Understanding the Derivative of the Secant Function | Step-by-Step Explanation and Simplification

(secx)’

The notation (sec x)’ represents the derivative of the secant function with respect to x, where x is the independent variable

The notation (sec x)’ represents the derivative of the secant function with respect to x, where x is the independent variable. To find this derivative, we can use the quotient rule and the chain rule.

The secant function is defined as sec x = 1 / cos x.

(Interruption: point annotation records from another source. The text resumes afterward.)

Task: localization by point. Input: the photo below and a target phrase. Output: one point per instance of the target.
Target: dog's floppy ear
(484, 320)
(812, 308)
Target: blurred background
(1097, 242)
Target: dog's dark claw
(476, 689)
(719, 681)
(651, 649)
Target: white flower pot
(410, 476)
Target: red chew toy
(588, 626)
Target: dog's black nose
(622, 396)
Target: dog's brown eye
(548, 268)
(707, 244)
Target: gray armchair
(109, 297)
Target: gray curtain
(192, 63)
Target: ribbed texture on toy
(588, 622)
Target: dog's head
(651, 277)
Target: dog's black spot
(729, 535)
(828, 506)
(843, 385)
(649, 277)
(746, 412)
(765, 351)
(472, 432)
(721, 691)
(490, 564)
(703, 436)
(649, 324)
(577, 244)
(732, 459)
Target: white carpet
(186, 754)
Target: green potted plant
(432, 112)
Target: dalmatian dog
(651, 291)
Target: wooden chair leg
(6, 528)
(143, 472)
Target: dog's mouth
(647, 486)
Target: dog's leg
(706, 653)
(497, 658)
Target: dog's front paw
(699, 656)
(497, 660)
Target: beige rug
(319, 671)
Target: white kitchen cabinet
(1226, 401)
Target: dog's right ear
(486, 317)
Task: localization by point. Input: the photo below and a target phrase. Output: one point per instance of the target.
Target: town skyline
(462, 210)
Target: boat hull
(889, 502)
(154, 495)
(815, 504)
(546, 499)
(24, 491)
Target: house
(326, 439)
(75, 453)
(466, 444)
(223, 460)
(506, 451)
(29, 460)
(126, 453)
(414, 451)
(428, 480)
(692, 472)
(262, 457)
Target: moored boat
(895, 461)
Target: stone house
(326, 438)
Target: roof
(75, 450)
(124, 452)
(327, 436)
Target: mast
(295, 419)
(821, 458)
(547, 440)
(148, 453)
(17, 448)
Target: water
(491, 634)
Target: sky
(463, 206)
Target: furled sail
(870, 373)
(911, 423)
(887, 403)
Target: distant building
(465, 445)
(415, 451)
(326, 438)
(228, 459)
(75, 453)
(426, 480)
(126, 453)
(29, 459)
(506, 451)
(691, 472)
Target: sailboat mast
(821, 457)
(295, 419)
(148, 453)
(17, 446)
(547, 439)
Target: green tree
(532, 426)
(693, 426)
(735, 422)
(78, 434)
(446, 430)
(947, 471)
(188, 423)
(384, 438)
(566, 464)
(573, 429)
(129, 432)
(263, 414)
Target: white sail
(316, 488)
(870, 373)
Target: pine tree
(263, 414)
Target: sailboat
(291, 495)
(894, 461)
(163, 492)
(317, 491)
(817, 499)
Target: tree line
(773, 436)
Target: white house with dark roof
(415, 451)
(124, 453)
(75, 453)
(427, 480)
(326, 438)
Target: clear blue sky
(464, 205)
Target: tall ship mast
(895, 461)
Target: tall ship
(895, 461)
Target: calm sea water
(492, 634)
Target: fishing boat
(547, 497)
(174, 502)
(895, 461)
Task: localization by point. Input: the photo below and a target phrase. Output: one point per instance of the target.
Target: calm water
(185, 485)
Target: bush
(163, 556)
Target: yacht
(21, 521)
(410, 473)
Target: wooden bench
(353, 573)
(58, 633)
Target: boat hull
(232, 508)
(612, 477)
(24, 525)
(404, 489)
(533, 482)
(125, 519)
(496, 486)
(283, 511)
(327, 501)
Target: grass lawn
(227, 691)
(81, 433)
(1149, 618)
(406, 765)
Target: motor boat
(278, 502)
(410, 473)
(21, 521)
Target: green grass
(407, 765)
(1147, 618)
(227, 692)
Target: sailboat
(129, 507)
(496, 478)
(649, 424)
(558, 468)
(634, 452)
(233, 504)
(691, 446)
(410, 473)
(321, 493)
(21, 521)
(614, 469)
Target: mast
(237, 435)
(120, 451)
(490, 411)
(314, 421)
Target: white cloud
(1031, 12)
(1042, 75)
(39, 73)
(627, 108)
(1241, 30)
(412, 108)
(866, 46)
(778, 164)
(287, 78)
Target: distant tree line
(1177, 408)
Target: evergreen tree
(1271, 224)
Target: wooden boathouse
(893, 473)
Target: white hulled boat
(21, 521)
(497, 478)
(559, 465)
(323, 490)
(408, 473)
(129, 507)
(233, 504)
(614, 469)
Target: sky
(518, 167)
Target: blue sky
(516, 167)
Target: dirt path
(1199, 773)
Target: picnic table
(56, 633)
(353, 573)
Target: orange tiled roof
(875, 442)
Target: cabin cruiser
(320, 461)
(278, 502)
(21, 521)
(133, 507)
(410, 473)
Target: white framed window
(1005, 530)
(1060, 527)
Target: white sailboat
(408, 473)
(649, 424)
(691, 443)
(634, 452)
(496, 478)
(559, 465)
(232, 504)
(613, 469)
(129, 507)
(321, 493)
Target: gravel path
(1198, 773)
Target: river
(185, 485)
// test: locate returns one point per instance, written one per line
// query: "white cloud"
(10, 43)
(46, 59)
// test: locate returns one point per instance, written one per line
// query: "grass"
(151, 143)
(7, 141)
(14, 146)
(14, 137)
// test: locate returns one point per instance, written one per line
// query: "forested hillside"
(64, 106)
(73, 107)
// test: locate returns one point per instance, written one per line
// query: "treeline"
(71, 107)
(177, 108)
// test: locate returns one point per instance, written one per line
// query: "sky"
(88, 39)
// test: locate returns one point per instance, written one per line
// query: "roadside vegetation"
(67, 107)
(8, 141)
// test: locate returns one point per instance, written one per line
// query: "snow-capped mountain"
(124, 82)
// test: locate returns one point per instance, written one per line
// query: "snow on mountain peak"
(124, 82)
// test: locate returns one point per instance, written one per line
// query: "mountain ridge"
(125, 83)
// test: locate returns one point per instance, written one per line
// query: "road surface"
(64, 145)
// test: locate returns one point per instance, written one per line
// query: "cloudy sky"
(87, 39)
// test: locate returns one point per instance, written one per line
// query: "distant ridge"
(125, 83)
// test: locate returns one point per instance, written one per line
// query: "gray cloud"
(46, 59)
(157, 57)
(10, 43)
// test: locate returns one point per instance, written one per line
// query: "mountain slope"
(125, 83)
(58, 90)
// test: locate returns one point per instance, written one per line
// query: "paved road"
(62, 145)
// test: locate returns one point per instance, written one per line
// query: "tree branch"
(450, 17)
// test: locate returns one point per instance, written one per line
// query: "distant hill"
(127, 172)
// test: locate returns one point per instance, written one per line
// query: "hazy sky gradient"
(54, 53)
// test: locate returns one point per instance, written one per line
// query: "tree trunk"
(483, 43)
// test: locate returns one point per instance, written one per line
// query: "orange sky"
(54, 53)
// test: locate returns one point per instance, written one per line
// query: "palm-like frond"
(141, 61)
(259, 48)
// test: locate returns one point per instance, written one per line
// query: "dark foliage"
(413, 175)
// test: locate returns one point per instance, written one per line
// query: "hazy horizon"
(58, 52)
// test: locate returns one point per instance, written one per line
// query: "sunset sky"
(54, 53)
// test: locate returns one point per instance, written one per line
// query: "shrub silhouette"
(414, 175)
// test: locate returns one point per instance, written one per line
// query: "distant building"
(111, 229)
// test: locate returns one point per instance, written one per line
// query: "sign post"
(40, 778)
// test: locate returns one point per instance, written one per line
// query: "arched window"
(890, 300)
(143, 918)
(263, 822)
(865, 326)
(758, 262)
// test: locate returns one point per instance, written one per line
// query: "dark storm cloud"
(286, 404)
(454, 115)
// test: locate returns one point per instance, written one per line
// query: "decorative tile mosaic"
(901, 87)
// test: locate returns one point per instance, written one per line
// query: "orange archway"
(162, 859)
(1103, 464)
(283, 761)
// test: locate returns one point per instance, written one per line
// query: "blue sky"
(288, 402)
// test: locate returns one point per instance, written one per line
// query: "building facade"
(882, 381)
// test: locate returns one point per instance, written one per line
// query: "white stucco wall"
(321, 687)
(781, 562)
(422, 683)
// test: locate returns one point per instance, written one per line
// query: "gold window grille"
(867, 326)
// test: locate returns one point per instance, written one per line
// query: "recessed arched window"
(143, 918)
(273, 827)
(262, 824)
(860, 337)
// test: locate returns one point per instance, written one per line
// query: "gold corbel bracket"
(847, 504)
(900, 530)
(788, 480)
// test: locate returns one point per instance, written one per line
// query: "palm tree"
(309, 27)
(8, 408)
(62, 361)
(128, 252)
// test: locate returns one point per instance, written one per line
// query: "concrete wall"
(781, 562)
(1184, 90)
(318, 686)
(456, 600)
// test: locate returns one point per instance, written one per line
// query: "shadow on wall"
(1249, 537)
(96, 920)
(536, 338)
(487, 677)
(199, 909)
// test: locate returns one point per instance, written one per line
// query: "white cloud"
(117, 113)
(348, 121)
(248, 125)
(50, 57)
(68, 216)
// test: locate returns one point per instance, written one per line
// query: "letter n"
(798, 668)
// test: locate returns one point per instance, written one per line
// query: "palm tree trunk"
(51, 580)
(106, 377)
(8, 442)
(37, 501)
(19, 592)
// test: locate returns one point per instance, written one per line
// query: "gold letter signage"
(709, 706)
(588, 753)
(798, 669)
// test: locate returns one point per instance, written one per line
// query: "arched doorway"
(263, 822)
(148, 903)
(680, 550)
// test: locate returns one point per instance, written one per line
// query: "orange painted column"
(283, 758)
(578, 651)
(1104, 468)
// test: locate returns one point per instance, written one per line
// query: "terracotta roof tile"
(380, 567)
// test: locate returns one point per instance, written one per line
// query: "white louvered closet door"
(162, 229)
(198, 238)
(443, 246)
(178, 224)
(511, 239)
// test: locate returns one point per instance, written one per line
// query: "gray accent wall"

Therefore, we can rewrite it as a quotient: sec x = 1 / cos x.

Now, let’s find the derivative of sec x.
Using the quotient rule, the derivative of sec x with respect to x can be computed as:

(sec x)’ = ( (1 / cos x)’ * cos x – 1 * (cos x)’) / (cos x)^2

To simplify this expression, we need to find the derivatives of 1 / cos x and cos x.

First, let’s find the derivative of 1 / cos x. Using the chain rule, we have:

(1 / cos x)’ = – (1 / (cos x)^2) * (-sin x) = sin x / (cos x)^2

Next, let’s find the derivative of cos x, which is simply -sin x.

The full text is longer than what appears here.